Keith Lacy is a marketing strategist and former agency CEO with 20+ years of experience across agency leadership, performance marketing, and commercial strategy. He writes The Marketing Juice to cut through the noise and share what works.

Frequently Asked Questions

What is horizontal differentiation in marketing?
Horizontal differentiation is a brand positioning strategy where a product or service distinguishes itself through characteristics that appeal to different preferences rather than objectively superior performance. Two horizontally differentiated products sit at the same quality level but attract different customers based on taste, identity, values, or cultural fit. Neither is better in a universal sense. They are simply different in ways that matter to specific audiences.
How is horizontal differentiation different from vertical differentiation?
Vertical differentiation is based on measurable superiority. One product is objectively faster, cheaper, more durable, or higher quality than another, and most buyers would agree on the ranking. Horizontal differentiation operates where “better” is subjective. The choice comes down to personal preference, identity, or fit rather than performance. A brand competing vertically needs to keep proving it is superior. A brand competing horizontally needs to keep proving it is the right fit for its specific audience.
What are examples of horizontal differentiation?
Common examples include specialty coffee brands that attract different customers based on aesthetic and cultural identity rather than objective quality differences, running shoe brands that target different runner personalities rather than competing purely on performance specs, and B2B software tools that position around a specific way of working rather than a feature advantage.
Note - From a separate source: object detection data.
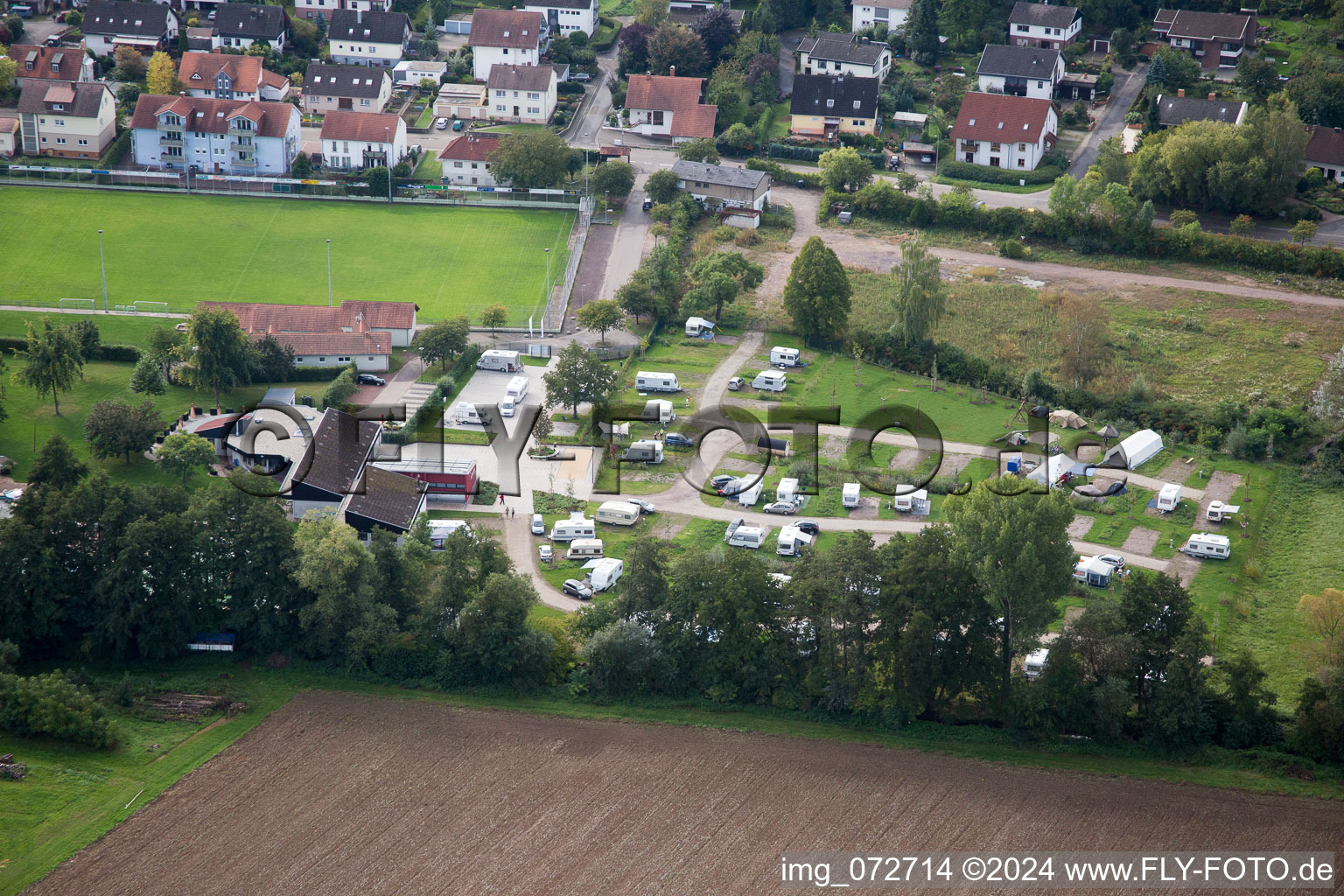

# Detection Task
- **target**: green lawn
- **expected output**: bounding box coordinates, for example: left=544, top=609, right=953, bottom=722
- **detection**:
left=0, top=186, right=574, bottom=324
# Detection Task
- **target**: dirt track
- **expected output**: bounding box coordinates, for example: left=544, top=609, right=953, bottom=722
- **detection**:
left=30, top=693, right=1344, bottom=896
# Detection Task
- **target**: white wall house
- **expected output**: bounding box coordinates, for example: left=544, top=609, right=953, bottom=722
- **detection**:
left=951, top=93, right=1059, bottom=171
left=130, top=94, right=301, bottom=175
left=850, top=0, right=914, bottom=31
left=466, top=10, right=547, bottom=80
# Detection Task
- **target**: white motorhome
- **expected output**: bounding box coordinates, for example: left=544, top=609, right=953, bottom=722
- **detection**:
left=1021, top=648, right=1050, bottom=678
left=752, top=371, right=789, bottom=392
left=564, top=539, right=606, bottom=560
left=634, top=371, right=682, bottom=392
left=453, top=402, right=491, bottom=426
left=584, top=557, right=625, bottom=594
left=551, top=510, right=597, bottom=542
left=1180, top=532, right=1233, bottom=560
left=476, top=348, right=523, bottom=374
left=621, top=439, right=662, bottom=464
left=592, top=501, right=640, bottom=525
left=500, top=376, right=531, bottom=416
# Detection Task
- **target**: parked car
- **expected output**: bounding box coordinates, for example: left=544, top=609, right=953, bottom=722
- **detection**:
left=561, top=579, right=592, bottom=600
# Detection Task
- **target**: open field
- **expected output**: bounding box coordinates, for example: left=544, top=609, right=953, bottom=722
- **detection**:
left=28, top=692, right=1344, bottom=896
left=0, top=186, right=574, bottom=324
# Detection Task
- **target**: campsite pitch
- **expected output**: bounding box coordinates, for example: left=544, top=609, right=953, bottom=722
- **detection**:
left=0, top=186, right=574, bottom=326
left=28, top=692, right=1344, bottom=896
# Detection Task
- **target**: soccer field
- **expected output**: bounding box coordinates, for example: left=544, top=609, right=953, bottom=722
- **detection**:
left=0, top=186, right=574, bottom=326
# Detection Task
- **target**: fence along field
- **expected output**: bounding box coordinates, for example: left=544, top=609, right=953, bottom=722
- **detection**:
left=0, top=186, right=574, bottom=326
left=27, top=692, right=1344, bottom=896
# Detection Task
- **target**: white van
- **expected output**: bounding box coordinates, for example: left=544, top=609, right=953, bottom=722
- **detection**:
left=551, top=510, right=597, bottom=542
left=564, top=539, right=605, bottom=560
left=1180, top=532, right=1233, bottom=560
left=752, top=371, right=789, bottom=392
left=634, top=371, right=682, bottom=392
left=476, top=348, right=523, bottom=374
left=594, top=501, right=640, bottom=525
left=500, top=376, right=531, bottom=416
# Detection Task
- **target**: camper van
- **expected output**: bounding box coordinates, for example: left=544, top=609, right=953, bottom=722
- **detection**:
left=476, top=348, right=523, bottom=374
left=592, top=501, right=640, bottom=525
left=453, top=402, right=491, bottom=426
left=621, top=439, right=662, bottom=464
left=634, top=371, right=682, bottom=392
left=1157, top=482, right=1180, bottom=513
left=584, top=557, right=625, bottom=594
left=1180, top=532, right=1233, bottom=560
left=551, top=510, right=597, bottom=542
left=1021, top=648, right=1050, bottom=678
left=500, top=376, right=531, bottom=416
left=774, top=525, right=812, bottom=557
left=752, top=371, right=789, bottom=392
left=564, top=539, right=606, bottom=560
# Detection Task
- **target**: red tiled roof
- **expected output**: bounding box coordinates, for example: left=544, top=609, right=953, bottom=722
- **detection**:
left=321, top=110, right=406, bottom=144
left=951, top=93, right=1051, bottom=144
left=438, top=135, right=500, bottom=161
left=130, top=94, right=298, bottom=137
left=466, top=10, right=543, bottom=50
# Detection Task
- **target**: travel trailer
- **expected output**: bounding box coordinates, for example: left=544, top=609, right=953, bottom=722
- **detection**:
left=634, top=371, right=682, bottom=392
left=551, top=510, right=597, bottom=542
left=476, top=348, right=523, bottom=374
left=1180, top=532, right=1233, bottom=560
left=564, top=539, right=605, bottom=560
left=592, top=501, right=640, bottom=525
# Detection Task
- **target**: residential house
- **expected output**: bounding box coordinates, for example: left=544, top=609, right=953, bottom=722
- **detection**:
left=321, top=110, right=406, bottom=169
left=672, top=160, right=770, bottom=211
left=19, top=80, right=117, bottom=158
left=951, top=93, right=1059, bottom=171
left=215, top=3, right=289, bottom=52
left=466, top=10, right=547, bottom=80
left=1156, top=90, right=1246, bottom=128
left=80, top=0, right=178, bottom=56
left=200, top=299, right=416, bottom=346
left=326, top=10, right=411, bottom=68
left=523, top=0, right=598, bottom=38
left=304, top=62, right=393, bottom=113
left=178, top=52, right=290, bottom=102
left=1306, top=121, right=1344, bottom=184
left=850, top=0, right=915, bottom=31
left=434, top=83, right=489, bottom=121
left=794, top=31, right=891, bottom=82
left=130, top=94, right=303, bottom=175
left=789, top=75, right=879, bottom=140
left=625, top=66, right=719, bottom=144
left=485, top=66, right=556, bottom=125
left=1008, top=3, right=1083, bottom=50
left=976, top=43, right=1065, bottom=100
left=438, top=131, right=506, bottom=186
left=10, top=43, right=93, bottom=90
left=1153, top=10, right=1256, bottom=68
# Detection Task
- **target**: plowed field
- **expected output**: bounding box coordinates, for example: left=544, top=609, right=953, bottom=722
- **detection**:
left=30, top=693, right=1344, bottom=896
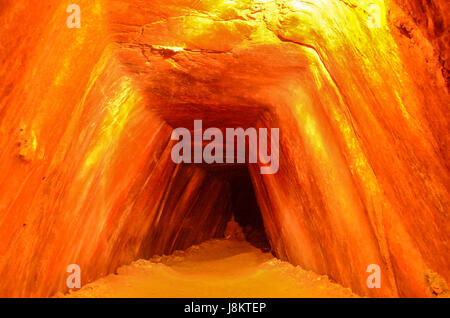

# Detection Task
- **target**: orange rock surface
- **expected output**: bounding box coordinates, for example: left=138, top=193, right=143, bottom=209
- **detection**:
left=0, top=0, right=450, bottom=297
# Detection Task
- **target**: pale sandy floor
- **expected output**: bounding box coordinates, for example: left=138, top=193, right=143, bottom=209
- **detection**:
left=65, top=240, right=357, bottom=298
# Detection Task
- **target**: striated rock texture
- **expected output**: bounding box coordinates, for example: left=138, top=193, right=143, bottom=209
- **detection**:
left=0, top=0, right=450, bottom=297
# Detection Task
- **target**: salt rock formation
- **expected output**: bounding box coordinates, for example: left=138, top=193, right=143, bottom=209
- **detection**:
left=0, top=0, right=450, bottom=297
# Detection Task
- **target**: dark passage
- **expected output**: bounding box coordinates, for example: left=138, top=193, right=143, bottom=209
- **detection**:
left=225, top=167, right=270, bottom=251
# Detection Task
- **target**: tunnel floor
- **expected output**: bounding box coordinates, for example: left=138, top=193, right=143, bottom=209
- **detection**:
left=60, top=239, right=358, bottom=298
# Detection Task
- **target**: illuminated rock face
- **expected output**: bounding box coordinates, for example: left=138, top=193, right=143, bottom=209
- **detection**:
left=0, top=0, right=450, bottom=296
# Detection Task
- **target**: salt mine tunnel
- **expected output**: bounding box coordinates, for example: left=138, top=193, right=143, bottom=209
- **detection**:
left=0, top=0, right=450, bottom=297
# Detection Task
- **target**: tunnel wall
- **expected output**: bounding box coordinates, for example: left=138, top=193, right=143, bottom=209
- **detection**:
left=109, top=0, right=450, bottom=296
left=0, top=1, right=227, bottom=297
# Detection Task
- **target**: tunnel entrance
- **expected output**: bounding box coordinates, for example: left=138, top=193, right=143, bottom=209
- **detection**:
left=228, top=167, right=270, bottom=252
left=149, top=164, right=270, bottom=257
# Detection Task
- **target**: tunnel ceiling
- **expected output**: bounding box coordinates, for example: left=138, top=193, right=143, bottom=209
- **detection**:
left=0, top=0, right=450, bottom=296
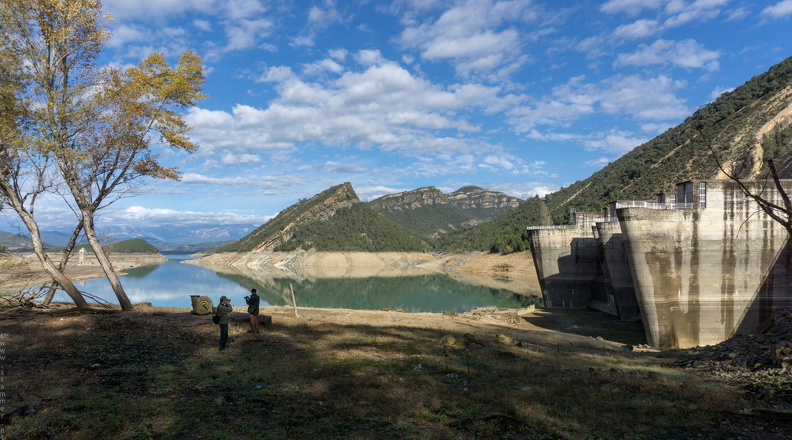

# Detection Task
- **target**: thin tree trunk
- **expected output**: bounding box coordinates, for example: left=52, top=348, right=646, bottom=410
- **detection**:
left=41, top=219, right=82, bottom=306
left=17, top=210, right=90, bottom=310
left=82, top=211, right=134, bottom=311
left=0, top=180, right=90, bottom=310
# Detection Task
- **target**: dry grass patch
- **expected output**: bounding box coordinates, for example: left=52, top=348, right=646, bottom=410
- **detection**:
left=0, top=308, right=790, bottom=440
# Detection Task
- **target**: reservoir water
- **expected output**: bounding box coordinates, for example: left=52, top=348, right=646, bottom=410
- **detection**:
left=56, top=255, right=541, bottom=313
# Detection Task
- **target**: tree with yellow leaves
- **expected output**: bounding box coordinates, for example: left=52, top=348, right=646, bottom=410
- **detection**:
left=0, top=0, right=204, bottom=310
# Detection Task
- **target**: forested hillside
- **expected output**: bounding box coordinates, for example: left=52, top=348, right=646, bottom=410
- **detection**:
left=367, top=186, right=520, bottom=237
left=274, top=203, right=429, bottom=252
left=216, top=183, right=428, bottom=252
left=436, top=57, right=792, bottom=252
left=218, top=58, right=792, bottom=252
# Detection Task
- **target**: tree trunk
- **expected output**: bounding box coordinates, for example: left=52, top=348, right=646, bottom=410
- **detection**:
left=14, top=206, right=90, bottom=310
left=41, top=219, right=82, bottom=306
left=82, top=211, right=134, bottom=311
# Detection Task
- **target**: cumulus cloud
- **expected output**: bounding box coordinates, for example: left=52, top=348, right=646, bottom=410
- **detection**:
left=102, top=206, right=271, bottom=225
left=584, top=131, right=649, bottom=156
left=187, top=57, right=499, bottom=161
left=762, top=0, right=792, bottom=19
left=586, top=157, right=611, bottom=168
left=613, top=18, right=659, bottom=40
left=400, top=0, right=535, bottom=75
left=614, top=39, right=720, bottom=70
left=508, top=75, right=689, bottom=133
left=600, top=0, right=664, bottom=15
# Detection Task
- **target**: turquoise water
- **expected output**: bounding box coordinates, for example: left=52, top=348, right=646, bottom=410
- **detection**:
left=51, top=256, right=540, bottom=313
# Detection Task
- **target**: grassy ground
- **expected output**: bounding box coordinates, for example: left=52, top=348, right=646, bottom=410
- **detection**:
left=0, top=308, right=792, bottom=440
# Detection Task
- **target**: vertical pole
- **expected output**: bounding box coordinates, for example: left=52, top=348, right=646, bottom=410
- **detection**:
left=289, top=284, right=299, bottom=318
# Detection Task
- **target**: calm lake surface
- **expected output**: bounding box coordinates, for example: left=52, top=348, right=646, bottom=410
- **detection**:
left=56, top=255, right=541, bottom=313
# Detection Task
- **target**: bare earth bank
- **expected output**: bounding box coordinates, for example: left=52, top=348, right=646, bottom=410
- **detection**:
left=188, top=250, right=541, bottom=296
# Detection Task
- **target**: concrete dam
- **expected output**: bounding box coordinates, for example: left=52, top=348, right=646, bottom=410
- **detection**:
left=528, top=180, right=792, bottom=348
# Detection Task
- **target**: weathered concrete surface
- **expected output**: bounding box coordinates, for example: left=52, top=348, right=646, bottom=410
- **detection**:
left=592, top=222, right=641, bottom=322
left=528, top=226, right=598, bottom=309
left=617, top=181, right=792, bottom=348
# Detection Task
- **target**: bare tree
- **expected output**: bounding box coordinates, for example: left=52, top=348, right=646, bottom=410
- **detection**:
left=0, top=0, right=204, bottom=310
left=698, top=125, right=792, bottom=237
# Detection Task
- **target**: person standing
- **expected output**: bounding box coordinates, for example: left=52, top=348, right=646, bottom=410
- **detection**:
left=216, top=295, right=234, bottom=351
left=245, top=289, right=261, bottom=333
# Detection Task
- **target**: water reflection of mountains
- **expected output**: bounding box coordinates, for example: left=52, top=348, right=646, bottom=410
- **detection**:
left=217, top=272, right=541, bottom=313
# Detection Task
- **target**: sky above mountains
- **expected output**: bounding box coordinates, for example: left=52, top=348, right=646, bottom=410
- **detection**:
left=4, top=0, right=792, bottom=232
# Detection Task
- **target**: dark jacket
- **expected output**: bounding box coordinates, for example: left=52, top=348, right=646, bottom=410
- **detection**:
left=217, top=304, right=234, bottom=324
left=245, top=293, right=261, bottom=315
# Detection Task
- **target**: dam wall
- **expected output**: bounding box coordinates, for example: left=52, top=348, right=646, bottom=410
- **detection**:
left=528, top=213, right=600, bottom=309
left=592, top=221, right=641, bottom=322
left=616, top=181, right=792, bottom=348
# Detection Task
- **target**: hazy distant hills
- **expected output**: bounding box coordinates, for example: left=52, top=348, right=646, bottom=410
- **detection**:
left=435, top=53, right=792, bottom=251
left=367, top=186, right=520, bottom=236
left=6, top=58, right=792, bottom=252
left=217, top=183, right=430, bottom=252
left=0, top=224, right=258, bottom=253
left=195, top=58, right=792, bottom=252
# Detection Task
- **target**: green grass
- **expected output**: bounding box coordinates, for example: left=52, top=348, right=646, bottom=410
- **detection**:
left=0, top=311, right=783, bottom=439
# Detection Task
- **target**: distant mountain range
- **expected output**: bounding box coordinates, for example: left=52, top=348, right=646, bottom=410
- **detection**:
left=0, top=224, right=258, bottom=253
left=0, top=57, right=792, bottom=252
left=367, top=186, right=521, bottom=237
left=218, top=57, right=792, bottom=252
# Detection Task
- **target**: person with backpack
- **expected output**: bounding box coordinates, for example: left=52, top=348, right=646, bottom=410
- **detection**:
left=245, top=289, right=261, bottom=333
left=215, top=295, right=234, bottom=351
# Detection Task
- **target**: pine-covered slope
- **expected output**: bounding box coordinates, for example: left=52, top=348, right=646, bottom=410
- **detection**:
left=215, top=182, right=428, bottom=252
left=368, top=186, right=520, bottom=236
left=436, top=57, right=792, bottom=251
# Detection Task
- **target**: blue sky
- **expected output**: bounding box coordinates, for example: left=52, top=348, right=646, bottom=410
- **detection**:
left=4, top=0, right=792, bottom=232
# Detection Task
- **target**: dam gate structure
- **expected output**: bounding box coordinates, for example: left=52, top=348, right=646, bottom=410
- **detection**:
left=528, top=180, right=792, bottom=348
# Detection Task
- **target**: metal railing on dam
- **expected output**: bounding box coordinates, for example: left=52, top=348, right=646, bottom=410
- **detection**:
left=526, top=200, right=693, bottom=231
left=616, top=201, right=693, bottom=209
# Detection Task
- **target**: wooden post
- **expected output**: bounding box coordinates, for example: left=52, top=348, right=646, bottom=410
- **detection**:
left=289, top=284, right=299, bottom=318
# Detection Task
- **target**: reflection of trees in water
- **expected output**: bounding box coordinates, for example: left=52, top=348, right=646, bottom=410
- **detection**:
left=119, top=264, right=159, bottom=278
left=213, top=273, right=542, bottom=313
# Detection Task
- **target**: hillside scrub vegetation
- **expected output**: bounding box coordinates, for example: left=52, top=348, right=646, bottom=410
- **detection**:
left=274, top=203, right=428, bottom=252
left=73, top=238, right=159, bottom=254
left=437, top=57, right=792, bottom=252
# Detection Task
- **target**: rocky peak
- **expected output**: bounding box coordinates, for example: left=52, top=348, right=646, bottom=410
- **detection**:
left=369, top=186, right=448, bottom=212
left=446, top=186, right=520, bottom=209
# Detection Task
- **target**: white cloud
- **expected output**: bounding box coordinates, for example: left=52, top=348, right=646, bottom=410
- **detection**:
left=220, top=153, right=262, bottom=166
left=488, top=182, right=560, bottom=200
left=600, top=0, right=664, bottom=15
left=400, top=0, right=535, bottom=75
left=102, top=0, right=220, bottom=20
left=762, top=0, right=792, bottom=18
left=586, top=157, right=611, bottom=168
left=584, top=131, right=649, bottom=156
left=710, top=87, right=734, bottom=101
left=614, top=39, right=720, bottom=70
left=108, top=206, right=271, bottom=225
left=663, top=0, right=731, bottom=28
left=508, top=75, right=689, bottom=130
left=613, top=18, right=659, bottom=39
left=187, top=60, right=513, bottom=162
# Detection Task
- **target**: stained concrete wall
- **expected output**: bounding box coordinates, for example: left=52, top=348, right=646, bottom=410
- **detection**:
left=592, top=221, right=641, bottom=322
left=617, top=181, right=792, bottom=348
left=528, top=226, right=598, bottom=309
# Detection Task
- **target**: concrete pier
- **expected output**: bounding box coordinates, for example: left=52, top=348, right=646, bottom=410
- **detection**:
left=592, top=221, right=641, bottom=322
left=616, top=180, right=792, bottom=348
left=528, top=228, right=598, bottom=309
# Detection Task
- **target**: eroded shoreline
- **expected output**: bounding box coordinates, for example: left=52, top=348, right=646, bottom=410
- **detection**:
left=185, top=250, right=541, bottom=296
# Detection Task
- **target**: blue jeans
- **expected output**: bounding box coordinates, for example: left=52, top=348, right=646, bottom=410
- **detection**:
left=220, top=324, right=228, bottom=350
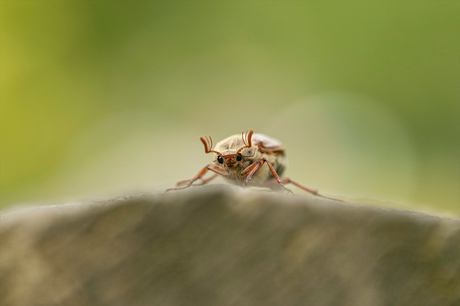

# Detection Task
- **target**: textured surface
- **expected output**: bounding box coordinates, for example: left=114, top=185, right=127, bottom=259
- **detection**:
left=0, top=186, right=460, bottom=306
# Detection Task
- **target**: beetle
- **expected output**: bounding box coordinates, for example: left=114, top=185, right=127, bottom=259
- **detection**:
left=166, top=130, right=340, bottom=201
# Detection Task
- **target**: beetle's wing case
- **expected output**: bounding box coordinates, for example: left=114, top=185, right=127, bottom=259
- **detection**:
left=252, top=134, right=284, bottom=154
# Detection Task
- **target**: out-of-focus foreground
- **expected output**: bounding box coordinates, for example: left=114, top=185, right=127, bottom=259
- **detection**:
left=0, top=0, right=460, bottom=214
left=0, top=186, right=460, bottom=306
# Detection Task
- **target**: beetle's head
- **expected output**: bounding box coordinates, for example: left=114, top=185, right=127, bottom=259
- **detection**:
left=200, top=130, right=253, bottom=169
left=217, top=150, right=243, bottom=169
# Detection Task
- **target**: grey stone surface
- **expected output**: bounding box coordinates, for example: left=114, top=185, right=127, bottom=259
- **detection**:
left=0, top=186, right=460, bottom=306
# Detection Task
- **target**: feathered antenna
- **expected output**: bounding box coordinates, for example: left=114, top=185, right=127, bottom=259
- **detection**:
left=237, top=130, right=253, bottom=153
left=200, top=136, right=221, bottom=155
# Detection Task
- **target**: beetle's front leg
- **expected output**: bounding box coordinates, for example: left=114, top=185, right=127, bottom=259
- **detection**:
left=166, top=164, right=228, bottom=192
left=241, top=158, right=294, bottom=194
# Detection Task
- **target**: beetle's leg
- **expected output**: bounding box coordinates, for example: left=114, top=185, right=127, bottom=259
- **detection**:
left=176, top=173, right=218, bottom=187
left=265, top=177, right=343, bottom=202
left=166, top=165, right=228, bottom=192
left=242, top=158, right=294, bottom=194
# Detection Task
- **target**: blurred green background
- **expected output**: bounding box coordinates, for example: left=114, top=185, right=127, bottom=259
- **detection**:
left=0, top=0, right=460, bottom=214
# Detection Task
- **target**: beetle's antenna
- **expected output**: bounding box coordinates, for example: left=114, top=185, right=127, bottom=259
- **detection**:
left=200, top=136, right=221, bottom=155
left=237, top=130, right=253, bottom=153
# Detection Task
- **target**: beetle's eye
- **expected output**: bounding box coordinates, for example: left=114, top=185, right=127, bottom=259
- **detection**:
left=236, top=153, right=243, bottom=161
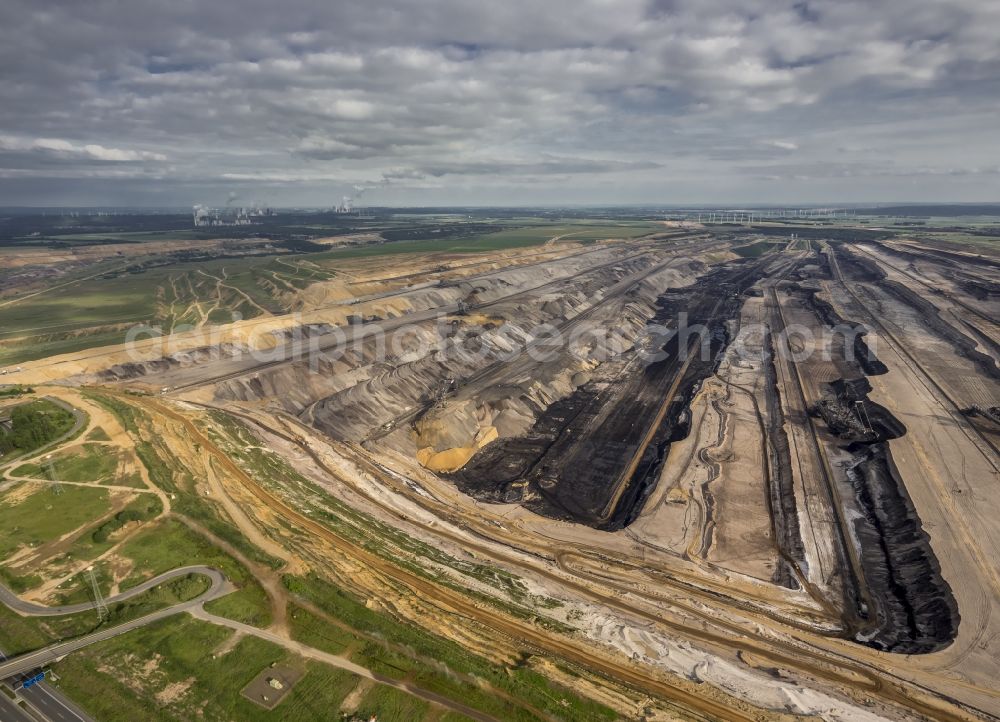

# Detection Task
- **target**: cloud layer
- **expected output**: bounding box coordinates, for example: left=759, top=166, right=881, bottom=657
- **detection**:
left=0, top=0, right=1000, bottom=205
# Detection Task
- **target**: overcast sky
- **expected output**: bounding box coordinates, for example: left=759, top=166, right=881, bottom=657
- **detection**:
left=0, top=0, right=1000, bottom=206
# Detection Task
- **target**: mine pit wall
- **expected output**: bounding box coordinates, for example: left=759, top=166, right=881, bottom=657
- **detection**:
left=209, top=250, right=664, bottom=410
left=311, top=250, right=680, bottom=448
left=763, top=329, right=806, bottom=589
left=792, top=260, right=959, bottom=654
left=450, top=260, right=767, bottom=529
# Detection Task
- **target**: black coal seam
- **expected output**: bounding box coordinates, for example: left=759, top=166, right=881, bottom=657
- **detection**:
left=806, top=250, right=959, bottom=654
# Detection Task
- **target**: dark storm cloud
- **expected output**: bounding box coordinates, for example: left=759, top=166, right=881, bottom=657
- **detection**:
left=0, top=0, right=1000, bottom=205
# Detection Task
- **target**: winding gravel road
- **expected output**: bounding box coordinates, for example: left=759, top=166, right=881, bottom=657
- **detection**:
left=0, top=566, right=233, bottom=679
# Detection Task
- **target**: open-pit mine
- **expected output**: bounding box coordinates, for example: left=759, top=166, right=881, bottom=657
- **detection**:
left=0, top=214, right=1000, bottom=721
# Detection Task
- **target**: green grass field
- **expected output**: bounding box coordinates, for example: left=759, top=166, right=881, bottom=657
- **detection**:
left=0, top=575, right=210, bottom=656
left=45, top=617, right=370, bottom=722
left=12, top=444, right=121, bottom=482
left=0, top=218, right=663, bottom=365
left=0, top=482, right=108, bottom=559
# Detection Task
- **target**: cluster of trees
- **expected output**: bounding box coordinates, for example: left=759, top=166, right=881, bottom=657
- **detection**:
left=0, top=401, right=73, bottom=454
left=91, top=498, right=160, bottom=544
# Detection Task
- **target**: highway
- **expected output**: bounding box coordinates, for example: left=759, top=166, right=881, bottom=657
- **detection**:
left=0, top=650, right=94, bottom=722
left=0, top=566, right=233, bottom=679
In each case, the choice is driven by preference and fit, not by one option being measurably better than another.
When should a brand use horizontal differentiation instead of vertical differentiation?
Horizontal differentiation is the right strategy when your category is commoditised and genuine product superiority is either hard to achieve or hard to sustain. If competitors can match your functional claims within a product cycle, vertical differentiation erodes quickly. Horizontal differentiation is also appropriate when your target customers make decisions based on identity, values, or cultural fit rather than purely on performance metrics. The key diagnostic question is: do customers in this category agree on what “better” means, or do they choose based on personal preference?
What are the biggest risks of a horizontal differentiation strategy?
The three main risks are: differentiation without substance, where the brand claims a horizontal position but the actual product experience does not match it; positioning for an audience that is too small or too hard to reach to support business growth; and failure to commit, where the brand softens its position under commercial pressure until it no longer stands for anything distinct. Horizontal differentiation requires the willingness to accept that some buyers are not your customer, and that is often the hardest internal agreement to maintain over time.